Rz. 39
Stand: 6. A. – ET: 07/2024
§ 4 Nr. 16 S. 1 Buchst. m UStG ist ein Auffangtatbestand. Sofern Betreuungs- oder Pflegeleistungen an hilfsbedürftige Personen von Einrichtungen erbracht werden, die nicht nach Sozialrecht anerkannt sind und mit denen weder ein Vertrag noch eine Vereinbarung nach Sozialrecht besteht, sind die Betreuungs- oder Pflegeleistungen gleichwohl steuerfrei, wenn die Betreuungs- oder Pflegekosten oder die Kosten für eng mit der Betreuung oder Pflege verbundene Leistungen in mindestens 25 % der Fälle dieser Einrichtungen von den in der Bestimmung bezeichneten Sozialversicherungsträgern ganz oder zum überwiegenden Teil vergütet worden sind.
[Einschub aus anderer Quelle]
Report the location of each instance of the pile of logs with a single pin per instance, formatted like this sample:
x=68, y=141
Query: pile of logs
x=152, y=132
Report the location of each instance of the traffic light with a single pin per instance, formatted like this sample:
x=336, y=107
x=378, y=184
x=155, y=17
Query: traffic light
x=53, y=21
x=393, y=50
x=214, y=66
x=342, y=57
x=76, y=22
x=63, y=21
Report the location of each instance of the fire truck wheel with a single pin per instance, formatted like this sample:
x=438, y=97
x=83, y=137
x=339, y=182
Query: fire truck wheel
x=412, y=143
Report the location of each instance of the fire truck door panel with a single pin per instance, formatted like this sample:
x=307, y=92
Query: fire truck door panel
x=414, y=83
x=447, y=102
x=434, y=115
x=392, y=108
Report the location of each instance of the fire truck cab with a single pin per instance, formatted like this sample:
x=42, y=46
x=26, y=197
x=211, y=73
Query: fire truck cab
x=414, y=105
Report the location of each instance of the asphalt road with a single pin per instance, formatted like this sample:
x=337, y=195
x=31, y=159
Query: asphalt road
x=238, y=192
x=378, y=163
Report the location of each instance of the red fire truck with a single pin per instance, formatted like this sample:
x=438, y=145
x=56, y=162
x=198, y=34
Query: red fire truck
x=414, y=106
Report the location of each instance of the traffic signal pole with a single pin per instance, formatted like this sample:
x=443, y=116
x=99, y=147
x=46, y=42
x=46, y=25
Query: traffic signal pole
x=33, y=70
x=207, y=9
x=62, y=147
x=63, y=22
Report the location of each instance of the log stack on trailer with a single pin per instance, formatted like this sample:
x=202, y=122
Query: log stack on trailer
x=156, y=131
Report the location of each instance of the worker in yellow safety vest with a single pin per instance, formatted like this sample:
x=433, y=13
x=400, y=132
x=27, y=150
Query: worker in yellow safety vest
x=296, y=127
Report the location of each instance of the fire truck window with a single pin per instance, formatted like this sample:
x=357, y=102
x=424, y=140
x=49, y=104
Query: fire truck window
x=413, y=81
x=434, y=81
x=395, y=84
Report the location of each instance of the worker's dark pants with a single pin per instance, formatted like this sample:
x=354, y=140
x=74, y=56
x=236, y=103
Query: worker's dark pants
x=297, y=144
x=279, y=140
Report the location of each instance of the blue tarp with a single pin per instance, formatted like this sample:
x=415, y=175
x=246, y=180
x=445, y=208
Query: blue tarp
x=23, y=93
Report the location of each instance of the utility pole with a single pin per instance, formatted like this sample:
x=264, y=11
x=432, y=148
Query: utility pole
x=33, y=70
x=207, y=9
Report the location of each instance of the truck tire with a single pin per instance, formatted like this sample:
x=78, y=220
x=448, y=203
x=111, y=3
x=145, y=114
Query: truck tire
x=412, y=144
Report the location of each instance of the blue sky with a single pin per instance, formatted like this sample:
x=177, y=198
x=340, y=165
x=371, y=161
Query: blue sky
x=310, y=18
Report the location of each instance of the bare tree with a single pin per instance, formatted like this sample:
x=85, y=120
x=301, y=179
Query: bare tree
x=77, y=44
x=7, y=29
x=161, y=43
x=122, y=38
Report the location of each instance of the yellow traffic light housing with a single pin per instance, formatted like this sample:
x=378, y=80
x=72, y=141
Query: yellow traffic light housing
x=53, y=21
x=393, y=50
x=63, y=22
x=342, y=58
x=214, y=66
Der EuGH hat diese prozentuale Grenze grundsätzlich als vertretbare nationale Regelung angesehen, um privatrechtliche Einrichtungen den generell begünstigten öffentlich-rechtlichen Einrichtungen gleichzustellen (EuGH vom 08.06.2006, Rs. C-106/05, L.u.P. GmbH, UR 2006, 464). Soweit bei der Prüfung der Sozialgrenze allerdings ausschließlich auf die Umsätze des Vorjahres abgestellt wurde, war diese Regelung mit Unionsrecht nicht vereinbar. Mit dem JStG 2020 hat der Gesetzgeber daher die Bezugnahme auf das vorangegangene Kj. gestrichen. Nach der Gesetzesbegründung (BT-Drucks. 19/22850, 119) gilt demnach Folgendes:
- Nimmt der Unternehmer seine Tätigkeit im Laufe eines Kj. auf, ist auf die voraussichtlichen Umsätze abzustellen,
- ferner gilt die sog. Sozialgrenze ab dem Zeitpunkt an als erfüllt, ab dem der Unternehmer aufgrund einer Vereinbarung mit einem Sozialträger absehbar regelmäßig die 25 %-Grenze erfüllen wird,
- des Weiteren gilt die 25 %-Grenze wie bisher auch für das laufende Kj. als erfüllt, wenn diese im vorangegangenen Kj. erfüllt wurde.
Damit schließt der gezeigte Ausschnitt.